Why?    

Why do we want biology to become a mathematical science?  It's the quickest way of finding out how biology plays by the rules.  Consider our options.  We can either derive biology from first principles or we can discover these principles by reverse engineering.  The second choice, which comes from a data-driven biology, is the easier of the two options because we already know how to do it. 
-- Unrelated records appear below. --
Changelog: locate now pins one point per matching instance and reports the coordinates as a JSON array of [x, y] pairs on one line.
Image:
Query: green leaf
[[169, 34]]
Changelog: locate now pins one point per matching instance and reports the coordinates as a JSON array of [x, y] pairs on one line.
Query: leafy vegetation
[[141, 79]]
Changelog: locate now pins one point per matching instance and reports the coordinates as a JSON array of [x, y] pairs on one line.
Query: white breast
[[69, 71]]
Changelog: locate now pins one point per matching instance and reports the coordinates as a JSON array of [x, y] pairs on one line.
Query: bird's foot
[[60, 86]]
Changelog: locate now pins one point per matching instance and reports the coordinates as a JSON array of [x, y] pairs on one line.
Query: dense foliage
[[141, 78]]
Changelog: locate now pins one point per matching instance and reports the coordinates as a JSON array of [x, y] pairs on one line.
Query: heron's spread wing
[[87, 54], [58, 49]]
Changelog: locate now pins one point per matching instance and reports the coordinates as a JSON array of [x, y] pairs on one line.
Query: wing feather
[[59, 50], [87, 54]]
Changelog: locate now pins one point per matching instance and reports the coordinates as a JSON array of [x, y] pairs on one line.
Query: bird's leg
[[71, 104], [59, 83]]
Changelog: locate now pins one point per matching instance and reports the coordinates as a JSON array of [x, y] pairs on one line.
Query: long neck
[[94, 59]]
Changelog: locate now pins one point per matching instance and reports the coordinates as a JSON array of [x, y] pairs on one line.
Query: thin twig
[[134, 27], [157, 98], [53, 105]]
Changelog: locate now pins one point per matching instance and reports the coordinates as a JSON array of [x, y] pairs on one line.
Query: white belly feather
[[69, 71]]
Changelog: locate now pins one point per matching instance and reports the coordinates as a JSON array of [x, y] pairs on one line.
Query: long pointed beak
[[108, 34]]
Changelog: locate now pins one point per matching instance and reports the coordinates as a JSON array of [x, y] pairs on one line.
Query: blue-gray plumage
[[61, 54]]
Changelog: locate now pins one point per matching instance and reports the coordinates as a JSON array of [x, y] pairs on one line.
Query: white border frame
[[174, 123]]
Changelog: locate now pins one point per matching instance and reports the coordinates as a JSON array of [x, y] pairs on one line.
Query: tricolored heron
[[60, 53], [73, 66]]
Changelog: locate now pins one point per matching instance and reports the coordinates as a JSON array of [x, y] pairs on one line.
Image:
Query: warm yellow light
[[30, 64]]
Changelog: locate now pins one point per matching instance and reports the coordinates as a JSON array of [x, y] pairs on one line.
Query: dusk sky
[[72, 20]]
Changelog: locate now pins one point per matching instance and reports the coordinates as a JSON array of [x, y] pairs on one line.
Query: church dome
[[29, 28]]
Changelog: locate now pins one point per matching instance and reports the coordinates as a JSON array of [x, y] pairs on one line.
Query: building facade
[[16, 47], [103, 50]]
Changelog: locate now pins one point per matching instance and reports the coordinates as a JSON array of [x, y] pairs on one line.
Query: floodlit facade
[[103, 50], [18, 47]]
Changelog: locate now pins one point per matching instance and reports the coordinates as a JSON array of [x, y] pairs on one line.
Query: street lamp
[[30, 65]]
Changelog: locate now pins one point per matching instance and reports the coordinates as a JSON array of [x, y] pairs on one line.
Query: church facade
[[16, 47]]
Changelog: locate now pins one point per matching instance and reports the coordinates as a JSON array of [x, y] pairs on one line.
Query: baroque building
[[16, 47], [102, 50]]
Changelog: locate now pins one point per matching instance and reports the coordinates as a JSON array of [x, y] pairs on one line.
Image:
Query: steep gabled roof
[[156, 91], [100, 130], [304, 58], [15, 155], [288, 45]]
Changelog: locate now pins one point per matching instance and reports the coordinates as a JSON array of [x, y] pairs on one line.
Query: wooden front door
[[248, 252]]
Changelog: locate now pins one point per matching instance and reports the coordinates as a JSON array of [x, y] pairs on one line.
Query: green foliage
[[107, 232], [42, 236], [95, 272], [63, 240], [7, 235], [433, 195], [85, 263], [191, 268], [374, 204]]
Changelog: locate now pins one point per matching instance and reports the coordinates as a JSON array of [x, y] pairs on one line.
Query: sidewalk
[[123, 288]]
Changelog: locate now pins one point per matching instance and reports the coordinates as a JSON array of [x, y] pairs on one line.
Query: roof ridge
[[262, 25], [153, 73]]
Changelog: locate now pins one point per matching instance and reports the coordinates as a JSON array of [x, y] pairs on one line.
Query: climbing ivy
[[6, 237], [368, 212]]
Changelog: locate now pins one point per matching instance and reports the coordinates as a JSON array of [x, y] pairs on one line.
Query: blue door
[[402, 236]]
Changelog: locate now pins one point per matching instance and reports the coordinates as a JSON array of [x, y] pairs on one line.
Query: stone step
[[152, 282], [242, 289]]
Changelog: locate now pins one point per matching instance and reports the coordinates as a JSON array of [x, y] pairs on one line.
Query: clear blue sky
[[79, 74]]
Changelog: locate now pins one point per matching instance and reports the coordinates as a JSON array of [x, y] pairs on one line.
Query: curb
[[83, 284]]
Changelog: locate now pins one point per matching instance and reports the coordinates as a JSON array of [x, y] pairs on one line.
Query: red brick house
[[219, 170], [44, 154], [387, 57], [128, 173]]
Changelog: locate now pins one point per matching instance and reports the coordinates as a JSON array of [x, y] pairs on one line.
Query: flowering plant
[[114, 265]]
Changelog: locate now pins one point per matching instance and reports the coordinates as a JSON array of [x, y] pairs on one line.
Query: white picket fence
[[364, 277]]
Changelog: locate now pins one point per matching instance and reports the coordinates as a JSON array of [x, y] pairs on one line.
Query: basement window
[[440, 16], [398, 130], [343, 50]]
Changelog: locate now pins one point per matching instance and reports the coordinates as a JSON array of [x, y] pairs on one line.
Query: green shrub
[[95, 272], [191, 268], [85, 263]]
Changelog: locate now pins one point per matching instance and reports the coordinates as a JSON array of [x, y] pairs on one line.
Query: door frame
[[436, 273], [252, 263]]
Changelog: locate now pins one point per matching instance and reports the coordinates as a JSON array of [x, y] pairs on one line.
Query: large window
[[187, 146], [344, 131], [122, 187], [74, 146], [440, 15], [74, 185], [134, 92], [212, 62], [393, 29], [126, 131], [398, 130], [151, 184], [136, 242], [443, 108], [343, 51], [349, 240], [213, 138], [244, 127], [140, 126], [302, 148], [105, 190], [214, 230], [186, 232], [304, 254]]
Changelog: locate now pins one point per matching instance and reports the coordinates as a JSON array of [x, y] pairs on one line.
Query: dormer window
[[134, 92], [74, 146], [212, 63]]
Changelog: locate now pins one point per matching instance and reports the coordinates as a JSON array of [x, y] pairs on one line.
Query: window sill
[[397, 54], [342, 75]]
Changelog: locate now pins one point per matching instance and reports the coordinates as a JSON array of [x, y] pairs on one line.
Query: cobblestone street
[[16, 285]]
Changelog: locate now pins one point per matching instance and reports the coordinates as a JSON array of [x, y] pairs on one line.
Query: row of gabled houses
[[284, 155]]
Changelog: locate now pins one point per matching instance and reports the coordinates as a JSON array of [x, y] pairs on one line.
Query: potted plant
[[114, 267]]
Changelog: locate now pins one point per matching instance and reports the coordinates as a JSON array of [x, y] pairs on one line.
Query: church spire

How do we reverse engineer biology?  We need to find the most effective data in the literature, move them into a relational database, and standardize them.  Next, we minimize methodological biases and animal variability by forming data ratios, fit these ratios to equations, and then use the equations - as working rules - to assemble biological blueprints or to engineer (reverse or forward) biology. 

Although this plan may seem overly simple, it none-the-less is proving to be quite effective at delivering the desired outcomes.  We now know how to predict biology - upstream and down - from a single seed value, to reverse and forward engineer biological parts, and to assemble a blueprint that shows the stoichiometry of the parts as ratios of small whole numbers.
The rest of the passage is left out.